# Recall Machine Learning Linear Regression

At the end of this Lesson the studen will remember the main steps to train a model:

 - Split dataset in train and test subsets
 - Standardize continuous varuables
 - Transform categorical variables to dummy
 - Train linear regression models
 - Train classification models
 - Interpret the error and accuracy metrics to validate the built models

**You have two exercises at the end of the notebook**

### Import data and libraries

In [1]:
import pandas as pd
import numpy as np
import statsmodels.api as sm
from sklearn.linear_model import LinearRegression
from sklearn import metrics

from sklearn.model_selection import train_test_split
from sklearn.preprocessing import StandardScaler, MinMaxScaler

In [2]:
df = pd.read_csv('..\data\Fish.csv')
df

FileNotFoundError: ignored

In [None]:
df.info()

### Species variable treatment

Species is a categorical variable, hence we need to transform it to dummies before inserting in the model

https://pandas.pydata.org/docs/reference/api/pandas.get_dummies.html


In [None]:
df.Species.value_counts()

Firstly, let's reduce the categories to Perch, Bream and Others

In [None]:
def fish_species(x):
    if x == 'Perch':
        return 'Perch'
    elif x == 'Bream':
        return 'Bream'
    else:
        return 'Others'

df['fish_species'] = df['Species'].apply(fish_species)
df

### Get dummies

https://pandas.pydata.org/pandas-docs/stable/reference/api/pandas.get_dummies.html

https://stats.stackexchange.com/questions/350492/why-do-we-create-dummy-variables

https://towardsdatascience.com/what-are-dummy-variables-and-how-to-use-them-in-a-regression-model-ee43640d573e

In [None]:
df_dum = pd.get_dummies(df.fish_species)
df = df.merge(df_dum, right_index = True, left_index = True, how = 'left')


In [None]:
df.drop(['Species','fish_species'], axis = 1, inplace = True)
df.columns

### Train test split

It is mandatory to randomly divide the dataset into two. One for training the model and the test split for validate it.

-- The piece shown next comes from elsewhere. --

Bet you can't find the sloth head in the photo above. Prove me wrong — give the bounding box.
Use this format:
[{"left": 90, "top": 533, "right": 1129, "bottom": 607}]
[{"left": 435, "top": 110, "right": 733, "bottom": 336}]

If error metrics are low with the test split means that our model is robust


https://scikit-learn.org/stable/modules/generated/sklearn.model_selection.train_test_split.html


In [None]:
fish_train, fish_test = train_test_split(df, test_size=0.2, random_state=0)

In [None]:
print(fish_train.shape)
print(fish_test.shape)

### Standardize the numerical variables

Sometimes numerical variables in our dataset have very different scales, taht's to have very different values between one column and other. That can harm model accuracy.

For solve this situation, we standardize, that's to put every continuous variable centered in 0 and with standard deviation 1

We **first** standardize the training set, then the test set with the training set parameters

We do not standardize the target variable

https://scikit-learn.org/stable/modules/generated/sklearn.preprocessing.StandardScaler.html#sklearn.preprocessing.StandardScaler

https://scikit-learn.org/stable/modules/generated/sklearn.preprocessing.MinMaxScaler.html#sklearn.preprocessing.MinMaxScaler


https://www.askpython.com/python/examples/standardize-data-in-python#:~:text=Ways%20to%20Standardize%20Data%20in%20Python%201%201.,load_iris%20...%202%202.%20Using%20StandardScaler%20%28%29%20function



In [None]:
scale= StandardScaler()

variables_sc = ['duration_ms', 'loudness', 'tempo']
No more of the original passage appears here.